Dato che siamo perfettamente consapevoli che

 

la musica crea uno spiraglio nel cielo

(Charles Baudelaire)

 

abbiamo pensato di realizzare un progetto molto ambizioso per portare uno spiraglio di cielo attraverso la musica, là dove usualmente, soprattutto quella classica, non viene mai suonata.

Per questo motivo nei primi tre mesi del 2017, l’Associazione xMito Onlus ha organizzato una serie di concerti nelle case circondariali milanesi di San Vittore, Opera e Bollate.

Grazie alla straordinaria collaborazione con gli insegnanti e gli studenti del Conservatorio “Giuseppe Verdi” di Milano, siamo riusciti ad organizzare e a suonare un concerto di oltre 50 minuti con un repertorio classico estremamente vario e “facile”. Il successo del progetto in questo caso non si è misurato nel numero di partecipanti alle tre iniziative, ma sicuramente nelle reazioni che si sono registrate nelle tre “platee” che sono state presenti agli eventi.

Nei giorni successivi ad uno dei concerti, abbiamo avuto il piacere di ricevere una lettera da parte di un detenuto che ci ha regalato la più grande soddisfazione che potessimo raccogliere “ […] sappiate che già dopo il secondo brano che avete eseguito, molti occhi erano lucidi, increduli, strabiliati, in una sola parola: vivi. […] Portare la musica in galera è una missione nobile […] il suonare per qualcuno senza chiedere qualcosa in cambio lo è, a fortiori ratione, ancor di più. […] Venite a suonare ancora per noi, per me […]”.

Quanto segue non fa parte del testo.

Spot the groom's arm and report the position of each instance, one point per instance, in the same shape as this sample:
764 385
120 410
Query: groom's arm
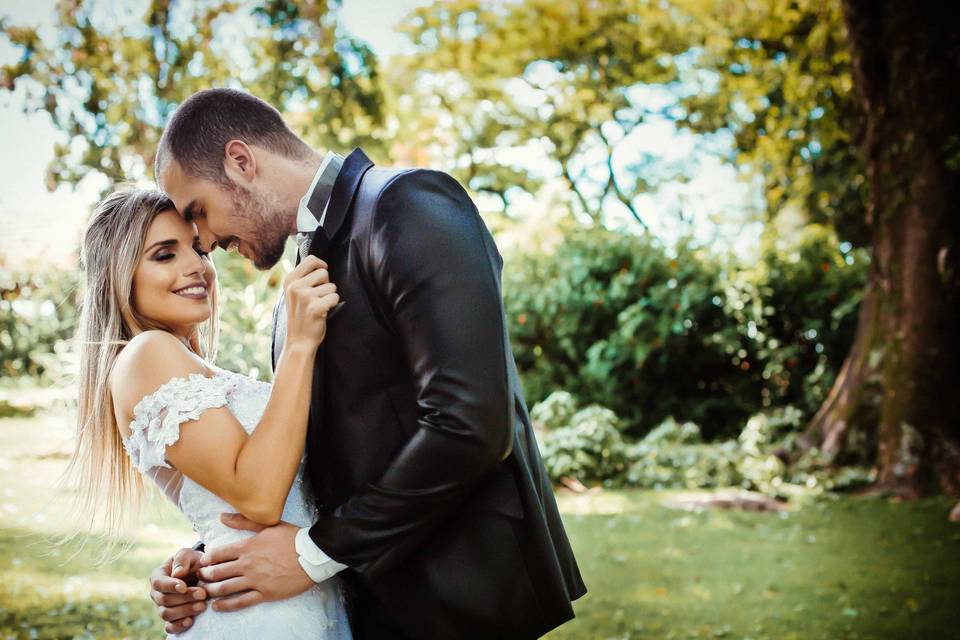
429 260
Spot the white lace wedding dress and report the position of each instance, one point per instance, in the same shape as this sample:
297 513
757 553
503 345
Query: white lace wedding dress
317 614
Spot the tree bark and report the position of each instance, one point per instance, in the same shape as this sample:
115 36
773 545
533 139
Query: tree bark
900 381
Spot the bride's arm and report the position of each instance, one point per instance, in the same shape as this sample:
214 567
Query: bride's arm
253 473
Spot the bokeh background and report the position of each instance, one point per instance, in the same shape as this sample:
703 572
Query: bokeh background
731 240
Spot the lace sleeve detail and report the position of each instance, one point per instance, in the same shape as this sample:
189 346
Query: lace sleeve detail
158 416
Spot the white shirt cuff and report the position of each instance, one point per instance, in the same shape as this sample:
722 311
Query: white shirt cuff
318 565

Queste parole racchiudono tutta la nostra mission, il nostro orgoglio, la nostra passione e la nostra voglia di usare la musica per abbattere ogni tipo di barriera e limite creando così uno spiraglio di cielo.

Ringraziamo ovviamente tutti i volontari dell’Associazione, il Conservatorio “Giuseppe Verdi” per averci regalato una serie di performance incredibili e la disponibilità di tutte le Case Circondariali per averci permesso questa straordinaria “evasione” musicale.